Wednesday, August 18, 2010

Honey, I swallowed the webcam.

One of the 'features' of the election campaign here has been the National Broadband network. Apparently this will give us fibre directly to the home for over 90% of premises, with speeds of up to 1Gbps. Actually most households would still only get the 100Mbps previously offered. I'm still on 512kbps. Hardly the fast and the furious, but it suffices.

Sucking on a 1 Gbps pipe would allow an average download of a couple of terabytes a month. My current usage is about 5 Gig per month, just a few percent of that. I have occasionally watched a Doctor Who on ABC's iView, which seems to be about 250-300Mb for an hour of TV. Three hours per Gig makes it about 4 months of content in a terabyte, so even if my whole family each watched a different channel 24 hours a day, seven days a week, we'd still be under a terabyte. Not seeing the need yet.

Anyway, giving the consumers such a massive pipe to guzzle from means moving the bottleneck upstream. Partly to the pipes from the US (and to a lesser extent, Europe and Asia), and partly to the content hosters here. The latter will mostly be the Television companies, since video is the bandwidth hog and they've got the biggest store of 'watchable' video.
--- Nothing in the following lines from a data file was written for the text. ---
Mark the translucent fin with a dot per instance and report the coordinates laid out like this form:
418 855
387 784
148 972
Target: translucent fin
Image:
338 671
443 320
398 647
I say 'watchable' advisedly. A lot of it is completely dire, but at least you would be able to watch "Hey, Hey it's Saturday" rather than on Wednesday when it is broadcast. Why it is broadcast on Wednesday, or why you'd want to watch it any day of the week is a different question.

If you've read up on Exadata, the key there was to removing bottlenecks. All of them. Everywhere. The only way that works with the NBN is really peer-to-peer, which is often gaming and file-sharing. But one application for the NBN will be doctor consultation. Fire up the web-cam and get your rash looked at by a professional rather than just anyone on ChatRoulette. Though I don't go to the doctor much, the kids do and often with throat or ear infections. I don't think they show up too well on a webcam but maybe we will get those tiny fibre-optic cameras I see on the medical dramas. Should make Skype a bit more intimate. Actually my Dad got a shock when the Skype on his computer fired up when he wasn't expecting it and I don't think he'd want it any more intimate.
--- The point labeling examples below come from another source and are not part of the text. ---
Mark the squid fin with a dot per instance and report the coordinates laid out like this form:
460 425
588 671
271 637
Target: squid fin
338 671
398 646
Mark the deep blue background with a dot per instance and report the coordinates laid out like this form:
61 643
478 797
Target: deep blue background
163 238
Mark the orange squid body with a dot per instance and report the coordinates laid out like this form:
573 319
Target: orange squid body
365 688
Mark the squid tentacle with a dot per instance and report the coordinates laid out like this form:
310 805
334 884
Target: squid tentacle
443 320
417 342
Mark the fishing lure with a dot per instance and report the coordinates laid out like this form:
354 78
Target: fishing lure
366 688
The old lady who lives next to us doesn't have a computer. We could let her use ours, but since I've got kids, I'm quite adamant that the computer (and especially anything with a webcam) is out in the open, and I don't think she'd be comfortable with that. Nor would we to be frank.

Still the only other use for that sort of bandwidth that I could think of was a big network of CCTV cameras on each corner. But you couldn't imagine a Labo(u)r government installing anything like that, could you ?

3 comments:

Anonymous said...

>>"If you've read up on Exadata, the key there was to removing bottlenecks. All of them."

Well, removing I/O bottlenecks, I'd say.

Cheers.

Carlos.

Noons said...

Akshally, the Coalition's rejection of the NBN lost them my vote.
Been waiting for cable at my door for 5 years, with all sorts of excuses by the telcos as to why not.
I live in a new area with all cabling underground, so it'd have been dirt easy for them to install f/o cable at building time.
Now, they'll have to dig up the ground to do it. Meanwhile, I have to watch satellite cable, which goes out as soon as there is a cloud in the sky. And use ADSL2 for "broadband"...

There is a lot more about the NBN than just media. For example: it is entirely feasible for white collar workers to tele-commute if there is a f/o cable to support their workplace via vpn tunnelling.
And it is incomparably cheaper to provide tele-commuting infra-structure than more heavy rail or freeways. Inevitably, we'll have to move in that direction: we cannot afford to be building transport forever.

Bring the mountain to Muhamed, rather than the other way around.

That is only possible with an NBN.

Without it, we're forever condemned to building more roads and rail and that is a LOT more expensive.

SydOracle said...

I'd love to see a decent telecommuting initiative from either major party (at State or Federal level). Wouldn't help me a great deal as I don't have a room at home I could easily work in, but maybe I could work in a local(ish) office.